Four major UK Churches – the Baptist Union of Great Britain, the Methodist Church, the Church of Scotland and the United Reformed Church – have welcomed the news, but called on the UK Government to unblock discussion of new multilateral disarmament initiatives.
The 107 governments who have signed the humanitarian pledge call for new legally binding treaties to prohibit the use and threat of use of nuclear weapons. As we approach the 70th anniversary of the devastation of Hiroshima (6 August), Governments supporting the humanitarian pledge have affirmed “that it is in the interest of the very survival of humanity that nuclear weapons are never used again, under any circumstances”.

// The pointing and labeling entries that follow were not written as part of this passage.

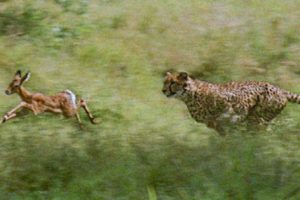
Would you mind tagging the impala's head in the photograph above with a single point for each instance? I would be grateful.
(175, 84)
(17, 82)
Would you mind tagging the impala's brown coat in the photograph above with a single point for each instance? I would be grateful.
(61, 103)
(219, 105)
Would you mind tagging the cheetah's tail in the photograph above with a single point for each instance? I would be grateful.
(293, 98)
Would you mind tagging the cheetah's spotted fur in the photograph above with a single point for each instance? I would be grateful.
(219, 105)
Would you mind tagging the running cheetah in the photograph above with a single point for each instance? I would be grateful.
(249, 103)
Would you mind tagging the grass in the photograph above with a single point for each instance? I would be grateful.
(114, 53)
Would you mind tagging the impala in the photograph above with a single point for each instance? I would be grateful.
(62, 103)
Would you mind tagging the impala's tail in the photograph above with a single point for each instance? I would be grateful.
(72, 98)
(293, 98)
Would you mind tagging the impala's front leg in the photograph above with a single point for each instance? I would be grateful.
(12, 113)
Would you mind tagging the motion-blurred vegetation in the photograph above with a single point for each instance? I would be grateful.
(114, 53)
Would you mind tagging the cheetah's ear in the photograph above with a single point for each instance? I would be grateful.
(183, 75)
(18, 73)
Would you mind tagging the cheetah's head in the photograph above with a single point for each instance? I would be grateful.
(175, 84)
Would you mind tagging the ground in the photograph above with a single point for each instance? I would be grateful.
(114, 54)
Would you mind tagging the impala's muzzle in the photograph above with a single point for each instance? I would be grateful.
(7, 92)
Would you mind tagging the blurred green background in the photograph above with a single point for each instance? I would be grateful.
(114, 53)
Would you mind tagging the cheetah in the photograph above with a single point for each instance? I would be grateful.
(220, 106)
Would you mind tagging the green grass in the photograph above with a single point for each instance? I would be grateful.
(114, 54)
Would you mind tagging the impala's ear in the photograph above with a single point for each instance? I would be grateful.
(25, 78)
(18, 73)
(183, 75)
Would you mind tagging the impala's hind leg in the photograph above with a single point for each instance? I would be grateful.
(83, 104)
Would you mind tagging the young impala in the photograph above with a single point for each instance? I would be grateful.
(61, 103)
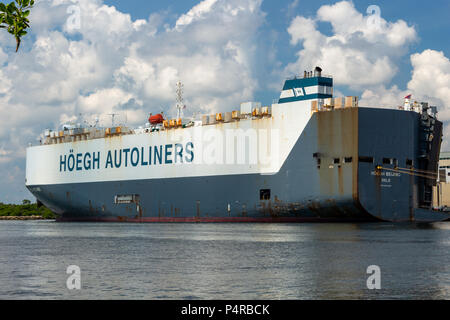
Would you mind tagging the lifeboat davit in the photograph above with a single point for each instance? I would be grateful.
(157, 118)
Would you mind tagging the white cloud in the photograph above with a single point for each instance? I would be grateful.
(114, 64)
(430, 80)
(196, 13)
(359, 53)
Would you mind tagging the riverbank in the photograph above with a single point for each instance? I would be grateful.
(25, 211)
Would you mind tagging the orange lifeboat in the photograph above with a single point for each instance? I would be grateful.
(157, 118)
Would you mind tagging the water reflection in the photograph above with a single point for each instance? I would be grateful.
(224, 261)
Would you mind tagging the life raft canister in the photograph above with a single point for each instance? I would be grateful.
(157, 118)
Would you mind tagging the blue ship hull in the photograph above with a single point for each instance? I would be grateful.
(342, 168)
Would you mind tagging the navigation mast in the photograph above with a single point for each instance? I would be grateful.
(180, 100)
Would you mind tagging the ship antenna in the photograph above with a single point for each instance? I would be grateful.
(180, 100)
(112, 118)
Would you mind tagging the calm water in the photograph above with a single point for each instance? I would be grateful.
(223, 261)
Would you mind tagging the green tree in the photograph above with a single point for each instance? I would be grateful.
(14, 18)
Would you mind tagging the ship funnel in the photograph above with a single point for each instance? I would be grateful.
(318, 72)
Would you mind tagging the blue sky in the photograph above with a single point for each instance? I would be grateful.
(430, 21)
(127, 56)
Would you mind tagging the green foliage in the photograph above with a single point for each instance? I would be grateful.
(14, 19)
(29, 209)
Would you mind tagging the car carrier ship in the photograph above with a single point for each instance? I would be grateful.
(307, 157)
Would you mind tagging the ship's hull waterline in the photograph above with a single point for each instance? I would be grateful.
(325, 170)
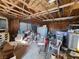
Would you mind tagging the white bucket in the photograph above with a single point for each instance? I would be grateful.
(53, 57)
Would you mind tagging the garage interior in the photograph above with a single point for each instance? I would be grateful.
(39, 29)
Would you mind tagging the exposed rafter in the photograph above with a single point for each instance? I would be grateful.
(17, 7)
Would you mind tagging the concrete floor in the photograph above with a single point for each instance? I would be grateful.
(33, 52)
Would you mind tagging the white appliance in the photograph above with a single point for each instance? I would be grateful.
(73, 41)
(4, 34)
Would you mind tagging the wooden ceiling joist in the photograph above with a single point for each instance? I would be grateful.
(17, 6)
(62, 18)
(7, 8)
(55, 8)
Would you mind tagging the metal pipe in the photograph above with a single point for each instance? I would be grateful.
(62, 18)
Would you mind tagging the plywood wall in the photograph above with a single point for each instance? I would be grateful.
(58, 25)
(13, 28)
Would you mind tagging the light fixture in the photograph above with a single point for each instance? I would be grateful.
(50, 1)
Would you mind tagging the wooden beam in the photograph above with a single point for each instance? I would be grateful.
(7, 8)
(62, 18)
(55, 8)
(17, 7)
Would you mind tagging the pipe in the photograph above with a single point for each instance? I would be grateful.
(62, 18)
(53, 9)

The 2015 NPT Review Conference has failed to agree an outcome document due to a lack of consensus on how to move forward on a Weapons of Mass Destruction Free Zone in the Middle East. But the conference also revealed the depth of divisions in Europe over approaches to disarmament:
- France and the UK previously boycotted a conference hosted by the government of Norway on the humanitarian impact of nuclear weapons.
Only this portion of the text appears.